On 2/25/06, Rob Thorne <rob@torenware.com> wrote:
This is why Arabic is a great script for doing these kinds of tests:
The first problem with Arabic is that it used to have very different encodings, even from the same vendor. This is now mostly a non-issue with utf-8. Some sites still use windows-1256 though.
it's contextual (meaning that letters need to be drawn differently depending upon what glyphs they're near),
This is also a non-issue now. All operating systems handle the contextualization well. At least Linux KDE and Microsoft does, as well as MS IE and Firefox. Even Konqueror is decent here. Not sure about Safari, but I imagine it would be working too.
bi-directional (byte direction != physical layout), and written right-to-left, so very often, page layout needs to change as well. If you've done Arabic right, you'll do almost anything else right as well.
This is where it gets tricky. The analogy I use is that of when you write your CSS to standards, it mostly works in FireFox, and life is good. Then you start testing in MS IE, and find that your layout is broken. You then have to go iteratively and fix the bugs. Arabic is the same, and there are many surprises. For example, numbers in the middle of an Arabic string, or a line that has Arabic and English in it. The rule of thumb: whatever you estimate for doing this, multiply it by ten and go by trial and error. At least for the first project or two. Other issues: Arabic in URLs does not work well. If you want pathauto for example to have Arabic in the alias, then think twice: MS IE and Firefox will treat these differently (MS IE leaves the letters as Arabic, Firefox encodes them to %CE, ..etc.)

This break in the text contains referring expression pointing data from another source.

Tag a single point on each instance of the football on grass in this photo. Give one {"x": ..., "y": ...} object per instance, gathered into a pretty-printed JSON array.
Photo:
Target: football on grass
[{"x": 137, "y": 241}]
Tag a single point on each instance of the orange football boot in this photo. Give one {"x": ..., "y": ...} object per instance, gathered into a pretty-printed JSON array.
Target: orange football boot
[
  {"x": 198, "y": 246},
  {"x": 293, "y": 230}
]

Although you would get this by testing Arabic as well. So we'd solve a lot of problems if we'd just develop Drupal in Arabic and then localize it into English, count to think.
The way I see Arabic being used in Drupal (as well as Hebrew, being the other Semitic language in use today), is that sites are mono-lingual, or "indifferent" lingual. By monolingual, I mean that the site is purely Arabic, e.g. http://csc-sy.net/ By indifferent, I mean a site with an English front end, but content can be either Arabic or English, e.g. http://manalaa.net or http://foolab.org. This is true for blogs mostly.